A quarter-century ago, Daughter of Venus was about how best to stop the nuclear-arms race. In the wake of the Cold War, Zinn has tweaked it to encompass the War on Terror, the free pass that war seems to have given our government to come up with ever more deadly means to fight it, and the best way for impassioned liberals to combat the powers that be (represented now as then by a sinister if avuncular representative of the Rand Corporation).
As it probably did when it premiered at New York's Theatre for the New City in 1985, Zinn's drama smacks of a political discussion dressed up in domestic clothing. Moreover, the outfit's pretty flamboyant, accessorized as it is not just by the sudden second-act appearance of a gun but also by a mentally challenged manchild, Paolo and Lucy's son Jamie, whose disability may be tied to radiation exposure from the project on which his father made his name. The estranged Paolo and Aramintha are, it's clear, at odds over more than whether he should take the job with the government, and the tenderness between Paolo and Lucy has been poisoned by disagreement over how best to protect family and accomplish political ends. But these considerable complications all take a back seat to the political debate, which seems to cheat them. And the folding of gentle, retarded, obsessive Jamie into the family dynamic does not always ring true.
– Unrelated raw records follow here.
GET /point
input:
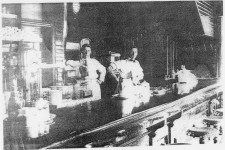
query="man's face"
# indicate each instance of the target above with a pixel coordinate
(86, 52)
(135, 53)
(182, 67)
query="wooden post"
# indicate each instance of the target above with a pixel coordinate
(152, 129)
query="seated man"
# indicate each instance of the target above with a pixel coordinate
(129, 75)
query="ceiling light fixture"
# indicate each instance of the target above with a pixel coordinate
(76, 7)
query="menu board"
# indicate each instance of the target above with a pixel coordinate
(72, 46)
(206, 15)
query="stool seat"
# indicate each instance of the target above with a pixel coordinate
(180, 144)
(212, 120)
(218, 112)
(202, 131)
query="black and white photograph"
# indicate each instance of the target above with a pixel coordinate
(98, 74)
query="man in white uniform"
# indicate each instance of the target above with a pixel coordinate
(130, 78)
(92, 71)
(186, 81)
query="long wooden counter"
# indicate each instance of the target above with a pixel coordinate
(136, 123)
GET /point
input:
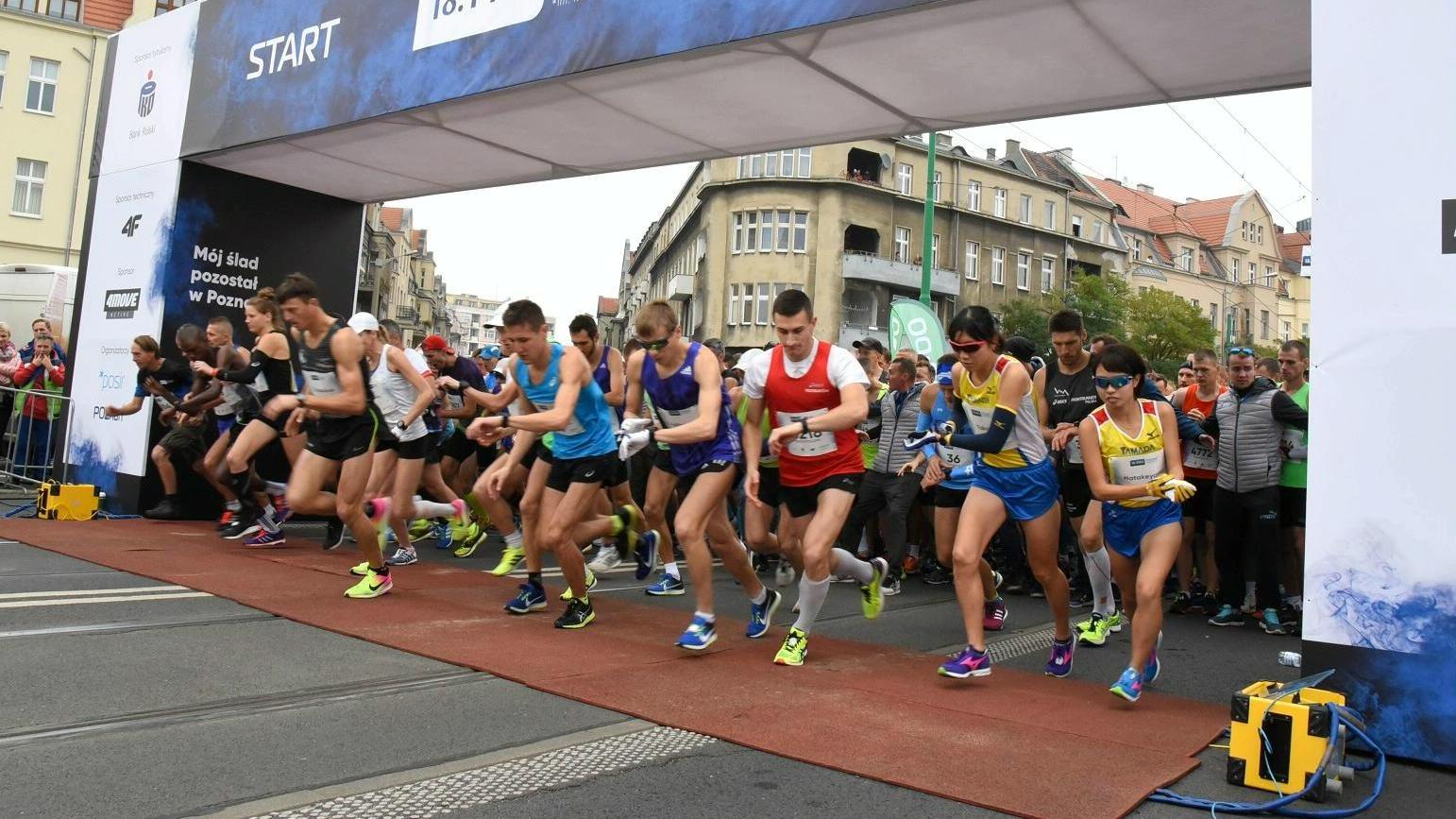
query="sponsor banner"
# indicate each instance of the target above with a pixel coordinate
(916, 327)
(279, 67)
(225, 248)
(131, 226)
(1380, 574)
(150, 83)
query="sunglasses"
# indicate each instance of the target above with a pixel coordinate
(967, 346)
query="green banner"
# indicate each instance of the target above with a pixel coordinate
(916, 327)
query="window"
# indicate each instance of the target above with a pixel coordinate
(903, 177)
(902, 245)
(40, 96)
(29, 185)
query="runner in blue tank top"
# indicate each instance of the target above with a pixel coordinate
(685, 384)
(556, 382)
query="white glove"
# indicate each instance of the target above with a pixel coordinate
(634, 443)
(635, 424)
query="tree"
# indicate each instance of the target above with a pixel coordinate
(1165, 328)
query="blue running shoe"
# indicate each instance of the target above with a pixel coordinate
(1128, 687)
(1060, 662)
(1154, 666)
(967, 663)
(668, 586)
(760, 618)
(645, 554)
(699, 634)
(531, 599)
(445, 535)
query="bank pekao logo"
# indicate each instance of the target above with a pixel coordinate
(149, 96)
(123, 303)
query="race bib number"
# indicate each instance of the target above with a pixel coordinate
(808, 445)
(676, 417)
(1200, 456)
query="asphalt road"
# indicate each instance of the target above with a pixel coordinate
(127, 697)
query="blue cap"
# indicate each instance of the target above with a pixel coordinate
(942, 373)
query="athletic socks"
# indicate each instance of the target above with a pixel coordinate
(811, 599)
(845, 564)
(1099, 573)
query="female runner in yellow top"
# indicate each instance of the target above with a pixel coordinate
(1139, 481)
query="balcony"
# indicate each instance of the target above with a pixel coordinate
(868, 267)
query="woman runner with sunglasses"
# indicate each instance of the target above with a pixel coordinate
(1012, 477)
(1139, 481)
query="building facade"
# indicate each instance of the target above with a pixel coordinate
(53, 54)
(845, 223)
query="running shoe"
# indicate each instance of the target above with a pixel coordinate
(872, 596)
(591, 583)
(403, 557)
(510, 558)
(1128, 687)
(795, 647)
(445, 535)
(263, 539)
(760, 617)
(1227, 615)
(994, 615)
(1060, 662)
(1152, 668)
(701, 634)
(666, 586)
(578, 615)
(466, 548)
(531, 599)
(1270, 623)
(373, 585)
(969, 662)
Still, director Wesley Savick imposes on Zinn's podium a melancholic, dreamlike structure that makes it seem more at home on stage. The play moves between immediate, present reality and more fractured flashback. And on Jon Savage's abstract set, where empty picture frames float over what looks more like a metal-roped boxing ring than a NYC parlor, past and present are allowed to intrude on each other, with the absent Lucy a hovering, flickering influence, her piano improvisations an emotional, atmospheric glue beneath the heated conversations.